If your question is about quality of life — a dog on a nutritionally complete, clean-ingredient diet that keeps them healthy and active into old age is not deprived. Our 12-year-old Labrador, and the many dogs of different breeds we've fed this way over 7 years, are evidence of that. The question to ask is not "does my dog want meat?" but "what keeps my dog healthiest for the longest?"

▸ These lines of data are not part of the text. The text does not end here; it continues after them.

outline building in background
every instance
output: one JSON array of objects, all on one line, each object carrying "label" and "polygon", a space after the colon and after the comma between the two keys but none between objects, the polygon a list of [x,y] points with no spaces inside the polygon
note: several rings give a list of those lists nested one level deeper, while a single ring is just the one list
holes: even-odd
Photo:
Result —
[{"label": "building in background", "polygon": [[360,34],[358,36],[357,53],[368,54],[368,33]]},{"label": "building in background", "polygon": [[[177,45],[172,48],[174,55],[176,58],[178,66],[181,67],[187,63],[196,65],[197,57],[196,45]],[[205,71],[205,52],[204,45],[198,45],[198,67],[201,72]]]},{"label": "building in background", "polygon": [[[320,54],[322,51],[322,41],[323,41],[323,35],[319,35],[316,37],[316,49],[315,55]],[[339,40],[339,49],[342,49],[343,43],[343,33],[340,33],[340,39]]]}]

Several peer-reviewed studies support nutritionally complete plant-based diets for dogs:
Dodd et al. (2019) — PLOS ONE: Largest study to date comparing health outcomes in dogs on conventional, raw meat, and vegan diets. Found that dogs on vegan diets were no less healthy than those on conventional diets across multiple health indicators.
Knight & Leitsberger (2016) — Animals: Review of existing evidence on vegan dog and cat diets — concluded that nutritionally complete plant-based diets appear to be associated with positive health outcomes.
Brown et al. (2009): Sled dogs maintained peak athletic performance on a plant-based diet over 16 weeks — one of the strongest performance-based studies available.
The scientific consensus is that plant-based diets are viable for dogs when properly formulated. The emphasis on "properly formulated" is why taurine, B12, D3, and complete amino acid supplementation are non-negotiable in DogFirst.
Honestly — if your dog is genuinely thriving and you are happy with their current food, there is no urgent reason to switch. We are not here to convert anyone.
What we are asking you to consider: the quality of the meat in most Indian commercial dog food is not what the packaging suggests. "Chicken meal" or "meat derivatives" can legally include beaks, feathers, and intestinal contents. If ingredient transparency matters to you, DogFirst offers something different — every ingredient is readable, plant-derived, and human-grade.
The trial is 30 days. The downside risk is minimal. The upside — finding a cleaner, equally effective alternative that causes no animal harm — is significant. That is why we ask you to try.